Falconer’s bill will make it through the Lords, but it will go to the back of the queue in the Commons unless whips pull it up to the front. On 5 September, the Commons ballot for private members’ bills gives MPs who come top the chance to pick this up and finally pass it into law. This is destined to happen in Starmer’s time.

It will join the roll call of great liberal reforms that only happen under Labour. Let’s look back to the 1964 government: abortion and divorce reform, gay rights, the Race Relations Act and the Equal Opportunities Commission, ending the death penalty and flogging in prisons, decriminalising suicide, reform of obscenity laws and abolition of theatre censorship. In the chapter Is Britain Civilised? from his book The Labour Case, Roy Jenkins wrote, “Let us be on the side of those who want people to be free to live their own lives, to make their own mistakes, and to decide, in an adult way and provided they do not infringe the rights of others, the code by which they wish to live.”

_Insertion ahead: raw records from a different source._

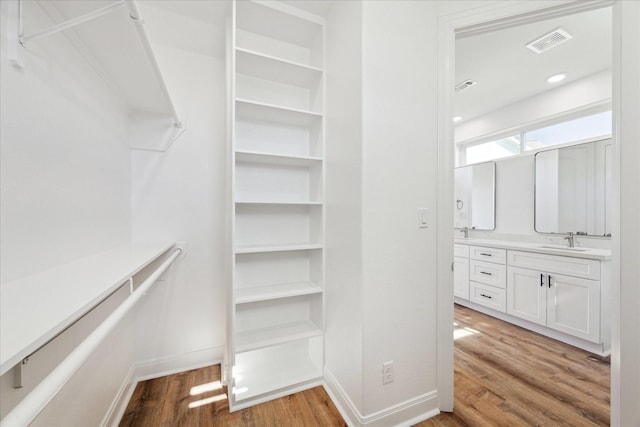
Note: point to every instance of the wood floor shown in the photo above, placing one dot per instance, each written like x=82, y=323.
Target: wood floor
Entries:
x=504, y=376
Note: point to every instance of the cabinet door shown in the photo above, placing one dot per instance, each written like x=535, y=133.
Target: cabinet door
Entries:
x=527, y=294
x=461, y=277
x=573, y=306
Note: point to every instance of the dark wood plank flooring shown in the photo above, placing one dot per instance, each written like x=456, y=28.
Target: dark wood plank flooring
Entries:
x=504, y=376
x=508, y=376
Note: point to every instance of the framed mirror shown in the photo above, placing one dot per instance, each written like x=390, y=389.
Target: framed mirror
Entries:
x=475, y=201
x=573, y=189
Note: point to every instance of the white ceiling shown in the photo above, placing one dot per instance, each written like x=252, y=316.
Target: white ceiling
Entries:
x=507, y=72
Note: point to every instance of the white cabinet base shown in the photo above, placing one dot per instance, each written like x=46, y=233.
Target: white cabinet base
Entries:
x=598, y=349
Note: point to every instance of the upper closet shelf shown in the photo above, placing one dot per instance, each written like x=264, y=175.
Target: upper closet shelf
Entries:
x=111, y=35
x=35, y=309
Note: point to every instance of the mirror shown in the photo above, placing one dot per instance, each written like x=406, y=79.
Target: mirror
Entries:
x=474, y=189
x=573, y=189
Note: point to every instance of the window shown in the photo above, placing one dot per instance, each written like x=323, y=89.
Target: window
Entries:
x=492, y=150
x=593, y=126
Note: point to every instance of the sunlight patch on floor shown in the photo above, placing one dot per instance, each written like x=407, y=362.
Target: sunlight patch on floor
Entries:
x=463, y=332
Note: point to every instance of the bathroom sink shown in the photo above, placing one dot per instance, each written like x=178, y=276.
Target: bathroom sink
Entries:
x=563, y=248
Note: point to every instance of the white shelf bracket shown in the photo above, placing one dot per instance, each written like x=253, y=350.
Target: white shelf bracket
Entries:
x=17, y=373
x=15, y=48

When Labour was back in power in 1974, Barbara Castle gave us the Sex Discrimination Act 1975, and the Equal Pay Act 1975 that meant equal pay for work of equal value. Tony Blair’s legacy was civil partnerships in 2004, the crucial law giving same-sex couples equal next-of-kin and parental rights, alongside pension, social security, tenancy, inheritance and property rights. It was a life-changing legal watershed. David Cameron likes to take credit for same-sex marriage, but the Tories would never have done it had Labour not done the political heavy lifting of civil partnership first.

Just as I am certain this government will leave an even greater fall in child poverty than Blair and Gordon Brown achieved – how impatient those Labour MPs who voted for the SNP amendment are – it is certain that the right to die will be one of Starmer’s notable liberal reforms.